# Old Hymer Fridge



## cumbriangeorge (Jul 19, 2009)

I have a 91 Hymer Camp that needs some fridge maintenance but what is the best way of getting it out? The fridge controls are built into a facia board that goes all the way accross the sink unit. The 'inspection' hatch below the rear light cluster has limted access. Thanks for any help


----------



## DABurleigh (May 9, 2005)

Does this help?
http://www.motorhomefacts.com/ftopicp-437593.html#437593

Do you REALLY need to take out the whole fridge? If you do, perhaps photos would help some suggestions from MHFers/

Dave


----------



## cumbriangeorge (Jul 19, 2009)

Thanks Dave

The fridge actually works great despite the age. I powered up on gas and within 30 mins the ice box was very cold. the smell coming out of the vent confirms the gas lights OK. The thing is the metal shroud above the burner is just about disintegrated so i was thinking of replacing it with some flexible aluminium (the rust was piled up at the base) , also the fridge fan need a spot of WD40, it positively squeals when turned on. Or i could fit a new fan on the outlet vent but would still need to make the connections. I see it is a difficult task to get the fridge out, perhaps i will leave it for the time being until the fridge actually expires due to rusted pipes or something similar. Why they made the metal shroud out of a rustable material beats me! I see the shroud in the pics you directed me to is also well rusted. Thanks for taking the time to reply.

George


----------



## inkey-2008 (May 24, 2008)

If it is rusted it might be best to replace the pipe or the fumes could end up in the van.

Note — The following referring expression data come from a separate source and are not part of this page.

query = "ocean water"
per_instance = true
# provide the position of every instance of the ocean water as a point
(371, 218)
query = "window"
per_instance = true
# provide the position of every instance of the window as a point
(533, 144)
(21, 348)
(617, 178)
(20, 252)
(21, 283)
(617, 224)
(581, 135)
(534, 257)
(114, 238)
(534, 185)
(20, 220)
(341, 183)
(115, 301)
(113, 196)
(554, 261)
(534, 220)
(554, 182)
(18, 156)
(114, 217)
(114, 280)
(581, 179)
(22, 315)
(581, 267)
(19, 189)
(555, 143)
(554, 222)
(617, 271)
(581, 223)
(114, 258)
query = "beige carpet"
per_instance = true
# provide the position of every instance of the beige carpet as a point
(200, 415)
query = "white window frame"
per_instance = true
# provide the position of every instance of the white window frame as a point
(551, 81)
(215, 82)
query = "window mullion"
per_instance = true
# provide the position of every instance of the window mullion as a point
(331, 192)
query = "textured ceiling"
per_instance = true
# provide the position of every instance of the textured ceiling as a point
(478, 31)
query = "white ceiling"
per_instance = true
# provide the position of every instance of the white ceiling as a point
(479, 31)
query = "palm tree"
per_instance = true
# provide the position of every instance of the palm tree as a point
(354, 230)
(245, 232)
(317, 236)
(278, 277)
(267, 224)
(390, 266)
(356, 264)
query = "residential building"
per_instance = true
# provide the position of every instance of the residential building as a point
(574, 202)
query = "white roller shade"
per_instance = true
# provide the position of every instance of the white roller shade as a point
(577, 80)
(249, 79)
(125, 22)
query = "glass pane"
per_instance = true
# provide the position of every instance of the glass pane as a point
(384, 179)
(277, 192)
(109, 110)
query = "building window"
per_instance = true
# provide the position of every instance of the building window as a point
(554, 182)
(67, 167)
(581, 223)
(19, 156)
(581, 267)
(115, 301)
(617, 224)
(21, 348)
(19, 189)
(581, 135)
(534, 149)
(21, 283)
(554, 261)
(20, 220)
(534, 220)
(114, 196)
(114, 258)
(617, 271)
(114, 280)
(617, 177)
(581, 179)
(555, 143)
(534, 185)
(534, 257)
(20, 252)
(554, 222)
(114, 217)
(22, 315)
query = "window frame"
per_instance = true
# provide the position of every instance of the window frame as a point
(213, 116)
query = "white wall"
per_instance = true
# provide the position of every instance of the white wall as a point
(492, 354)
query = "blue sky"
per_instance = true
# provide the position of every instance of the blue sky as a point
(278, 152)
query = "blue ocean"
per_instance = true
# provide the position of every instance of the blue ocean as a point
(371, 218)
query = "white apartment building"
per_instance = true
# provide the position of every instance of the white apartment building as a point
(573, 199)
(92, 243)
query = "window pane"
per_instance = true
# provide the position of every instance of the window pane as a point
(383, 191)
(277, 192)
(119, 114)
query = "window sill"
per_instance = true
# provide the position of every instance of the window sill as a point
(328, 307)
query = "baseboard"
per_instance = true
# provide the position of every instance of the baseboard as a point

Does it have the white plastic vents out side. If not then you have to remove the fridge from the inside.

If you look in the cupboard beside the the fridge or in side the fridge door their will be some srew holding in place.

Andy


----------



## raybonnar (Jul 29, 2010)

*old fridge*

the sink has to be removed to get the fridge out. it takes about i hour to remove. hope this helps. ray


----------